KOMMENTAR | Der Tag danach

von Richard Löscher

Eine schlicht gekleidete Dame mittleren Alters tritt durch eine übergroße Tür an ein Rednerpult und beginnt zu sprechen. Man könnte meinen, es handle sich um einen Vortrag zum Thema Gesundheit, der niemanden wirklich interessiert, der aber doch gut besucht wird. Doch die Dame, die da vor einer überraschend großen Menge von Zuhörern spricht, erzählt nichts von rhythmischer Sportgymnastik und schimpft auch nicht über Vitaminzusätze, ihre Worte entscheiden über die Zukunft unseres Landes.

Zugegeben, diese Beschreibung dramatisiert und ist überzogen, aber dennoch: Jubel und Enttäuschung lagen nah bei einander an diesem Nachmittag des 03. Septembers, als Wahlleiterin Ludmilla Hoch das Ergebnis der 224. Senatswahl bekannt gibt.
Was das Volk da entschieden hat, kommt einem Erdrutschsieg für die frisch gebackene Vorsitzende der UBK gleich und ist ein herber Schlag für den Staatskanzler. Während Mia Choulet und ihr Generalsekretär, der bisher relativ unbekannte Mark-Ole Wilhelmsson in die Kameras lachen und von einem "klaren Wählerwillen, einem Regierungsauftrag für die UBK" spricht, bleibt der Verlierer des Abends einsilbig bei einem Glückwunsch an die Gewinner: Staatskanzler Wilhelm von Graubünden verschwindet von dem Mikros, noch ehe der schnellste Reporter seine Frage zu Ende sprechen kann. Was dann an dem Abend geschah, wir wissen es nur auf der einen Seite: Die UBK feiert ihr Führungsteam, es fließt Alkohol in großen Mengen, es wird getanzt, gejubelt, es wird geplant. Staatskanzler von Graubünden allerdings verschwindet hinter den verschlossenen Türen der SLP-Parteizentrale in der FSB.

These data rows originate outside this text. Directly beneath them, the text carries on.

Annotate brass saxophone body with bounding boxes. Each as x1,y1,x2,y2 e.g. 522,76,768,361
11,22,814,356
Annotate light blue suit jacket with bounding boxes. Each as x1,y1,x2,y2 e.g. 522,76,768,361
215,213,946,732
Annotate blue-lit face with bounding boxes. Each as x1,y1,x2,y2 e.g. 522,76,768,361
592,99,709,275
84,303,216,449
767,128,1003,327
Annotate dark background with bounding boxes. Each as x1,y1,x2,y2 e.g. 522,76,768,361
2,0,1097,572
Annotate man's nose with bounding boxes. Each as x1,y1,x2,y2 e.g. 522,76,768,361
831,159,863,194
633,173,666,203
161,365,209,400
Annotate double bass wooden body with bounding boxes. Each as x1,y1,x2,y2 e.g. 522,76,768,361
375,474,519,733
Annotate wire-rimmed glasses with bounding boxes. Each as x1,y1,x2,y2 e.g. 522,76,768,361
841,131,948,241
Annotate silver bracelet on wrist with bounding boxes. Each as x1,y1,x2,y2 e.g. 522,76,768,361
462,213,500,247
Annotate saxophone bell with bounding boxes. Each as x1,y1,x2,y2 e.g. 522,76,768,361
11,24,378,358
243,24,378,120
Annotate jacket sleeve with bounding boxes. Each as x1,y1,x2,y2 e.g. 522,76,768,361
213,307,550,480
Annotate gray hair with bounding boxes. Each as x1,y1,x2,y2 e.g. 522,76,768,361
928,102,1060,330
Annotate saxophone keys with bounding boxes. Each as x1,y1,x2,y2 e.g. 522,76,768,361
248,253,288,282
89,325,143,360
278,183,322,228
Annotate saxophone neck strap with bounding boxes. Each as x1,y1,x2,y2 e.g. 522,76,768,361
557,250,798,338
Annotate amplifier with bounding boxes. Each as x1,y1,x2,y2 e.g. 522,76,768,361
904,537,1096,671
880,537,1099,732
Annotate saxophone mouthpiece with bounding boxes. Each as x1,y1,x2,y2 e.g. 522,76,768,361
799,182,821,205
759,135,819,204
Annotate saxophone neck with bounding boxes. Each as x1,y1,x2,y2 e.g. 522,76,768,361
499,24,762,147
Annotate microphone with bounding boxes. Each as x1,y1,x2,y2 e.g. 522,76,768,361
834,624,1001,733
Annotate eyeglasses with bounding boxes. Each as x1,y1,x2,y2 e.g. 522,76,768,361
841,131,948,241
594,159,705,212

Man munkelt, die Delegierten des Parteirates und der Vorstand hätten ihm mehrheitlich das Vertrauen ausgesprochen, er habe die Verantwortung übernommen. Hier und da wird spekuliert, Graubünden wolle sich aus der Politik zurückziehen, andere reden davon, er plane, Staatspräsident Landerberg zu beerben, der sich eine Auszeit gönnen möchte, wenn seine Amtszeit ändert. Ob Partei und Wähler ihn lassen, ist fraglich und hängt sicherlich auch von seinem Freund Landerberg ab, der in letzter Zeit intern heftige Kritik gegen den Staatskanzler geäußert haben soll, dessen Amtsführung auch andere politische Freunde als Katastrophe bezeichnen. Und überhaupt, kann man es verantworten, als Wahlverlierer eine Bewerbung zum höchsten Staatsamt abzugeben, zumal im Falle eines Wahlsieges der Vorgänger als die politische Lichtgestalt des Jahrzehnts in die Geschichte eingehen dürfte?
Als Staatskanzler konnte Graubünden nicht an die Erfolge Landerbergs in diesem Amt anknüpfen, kann er es als Staatspräsident auf gewohntem Posten? - Wir wissen es nicht.

Momentan ist aber auch eine andere Frage wichtiger: Was wird aus der Staatsregierung?

Die UBK hat die SLP zu Verhandlungen eingeladen, die SLP folgt dieser Einladung und verweigert sich zudem - anders als der Wahlsieger - Verhandlungen mit der LABOUR, obwohl es ihre Option wäre, die Macht und das Staatskanzleramt in der Hand zu behalten. Insgesamt scheint die LABOUR nicht wirklich eine Option für Bergen. Zu radikal sind ihre Forderungen, zu diffus ihr auftreten.
Das die Vereinigung gerade in Noranda hohe Zuspruchswerte erzielte, dürfte vor allem an einem liegen, der die wiederholten Aufforderungen von Politikern anderer Lager, er möge sich doch zur Ruhe setzen, bisher immer ignoriert hat und auch bei dieser Wahl noch omnipräsent war, auch wenn er die LABOUR wohl zukünftig nicht mehr im Senat vertreten wird: Politik-Senior Harald Schmied wird nicht nur in Port Cartier als ein Held gesehen, seine Popularität reicht weit über die Grenzen seiner Heimatstadt hinaus, auch wenn er in den letzten Jahren nicht mehr an seine alten Zeiten anknüpfen konnte. Sein Name dürfte seinem Enkel geholfen haben, 20 Mandate im Senat zu erringen, auch ohne seinen Großvater auf der Liste. Trotzdem wird er keinen Einfluss nehmen, denn UBK und SLP werden sich auf eine große Koalition einigen und ich denke, das ist auch gut so.  

Richard Löscher (53) ist Vater zweier Kinder und seit Juli dieses Jahres auch Großvater. Der gebürtige Trübergener und Soziologe ist eines der bekanntesten Gesichter in Bergens Polit- und Talkshow-Szene.